As they suggested, there's no major change in terms of industrial design here; the M9...
looks a lot like the M8, which in turn looked a look like the original One.
That means you're getting an aluminium unibody design with a 5-inch 1080p display framed at the top and bottom by HTC's trademark BoomSound speakers. Sure, it's a bit narrower, a little shorter, and a shade thicker than the M8 it replaces, but you'd be hard-pressed to tell the handsets apart at first glance.
The spec sheet sees a number of incremental bumps. Qualcomm's octa-core Snapdragon 810 CPU is doing the heavy lifting here, supported by 3GB of RAM, and the M9 also sees the welcome addition of Android 5.0 Lollipop, although the presence of HTC's Sense skin means users won't see such a dramatic aesthetic change between 4.4 and 5.0. The battery capacity has also been bumped up from 2,600mAh to 2,840mAh, which, when combined with the new Snapdragon, will hopefully see the M9 last a full day with ease.
Perhaps the biggest change comes in the form of a new rear-facing camera unit.

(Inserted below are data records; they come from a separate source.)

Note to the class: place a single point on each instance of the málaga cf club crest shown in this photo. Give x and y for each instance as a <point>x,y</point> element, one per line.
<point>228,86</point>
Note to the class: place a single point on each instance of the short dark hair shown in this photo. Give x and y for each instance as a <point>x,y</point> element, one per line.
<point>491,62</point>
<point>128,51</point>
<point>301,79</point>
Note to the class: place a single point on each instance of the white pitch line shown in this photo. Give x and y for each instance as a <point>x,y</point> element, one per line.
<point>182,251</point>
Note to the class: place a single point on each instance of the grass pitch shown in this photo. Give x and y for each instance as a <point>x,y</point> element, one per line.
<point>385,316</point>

HTC called an abrupt stop to the megapixel wars with the introduction of its UltraPixel tech, which used large, less densely packed pixels that absorbed more light.
That's all gone this time around, as there's now a more conventional 20-megapixel sensor set in a square camera unit at the rear of the phone. HTC is promising big things from this camera, touting its f/2.2, 27.8mm lens and, thanks to the bump in pixel count, 4K video recording. It's not abandoning UltraPixel entirely, however, as it's using that technology for its front-facing camera.
All told, the M9 looks like a good, if incremental, upgrade over its predecessors (especially if you're coming from the original HTC One).